# 🔧 Feature Engineering: Building Market Behavior Indicators

This notebook transforms raw cryptocurrency price data into meaningful features that capture different aspects of market behavior. These engineered features will be the foundation for PCA analysis and regime detection.

## 🎯 Objective
Create a comprehensive feature set that captures:
- **Momentum & Trend**: Price direction and strength
- **Volatility & Risk**: Market uncertainty and risk levels  
- **Technical Signals**: Overbought/oversold conditions and trend reversals
- **Relative Performance**: Cross-asset dynamics

## 📊 Feature Categories
We engineer 7 types of features across 15 cryptocurrencies = **105 total features**:

1. **Log Returns**: Daily price changes (momentum proxy)
2. **30-day Volatility**: Rolling standard deviation (risk measure)  
3. **90-day Momentum**: Longer-term trend strength
4. **RSI (14-day)**: Overbought/oversold indicator
5. **%B Bollinger Bands**: Position within trading bands
6. **MACD Histogram**: Trend change momentum
7. **30-day Sharpe Ratio**: Risk-adjusted returns

These features capture the full spectrum of market dynamics needed for regime analysis.

In [None]:
# Load the daily price data
df = pd.read_csv("../data/crypto_prices.csv", index_col=0, parse_dates=True)

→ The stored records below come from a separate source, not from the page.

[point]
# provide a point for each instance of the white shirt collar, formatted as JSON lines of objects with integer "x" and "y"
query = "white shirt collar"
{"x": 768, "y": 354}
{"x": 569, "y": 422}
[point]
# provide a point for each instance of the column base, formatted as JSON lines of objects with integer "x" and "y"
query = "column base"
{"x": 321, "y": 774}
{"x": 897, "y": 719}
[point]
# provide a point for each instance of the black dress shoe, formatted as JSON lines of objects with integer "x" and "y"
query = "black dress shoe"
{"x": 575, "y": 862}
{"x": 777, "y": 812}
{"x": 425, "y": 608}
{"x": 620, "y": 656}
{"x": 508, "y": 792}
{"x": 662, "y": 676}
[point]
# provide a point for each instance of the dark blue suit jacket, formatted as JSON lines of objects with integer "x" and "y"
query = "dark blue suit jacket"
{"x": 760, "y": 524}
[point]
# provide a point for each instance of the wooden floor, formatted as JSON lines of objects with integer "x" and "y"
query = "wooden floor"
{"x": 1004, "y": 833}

# Ensure columns are sorted alphabetically for consistency
df = df.sort_index(axis=1)

# === CORE FEATURES ===

# Log returns
log_returns = np.log(df / df.shift(1)).add_suffix("_log_return")

# 30-day volatility (standard deviation of log returns)
volatility = log_returns.rolling(window=30).std().add_suffix("_30d_vol")

# 90-day momentum (% price change)
momentum = df.pct_change(periods=90, fill_method=None).add_suffix("_90d_momentum")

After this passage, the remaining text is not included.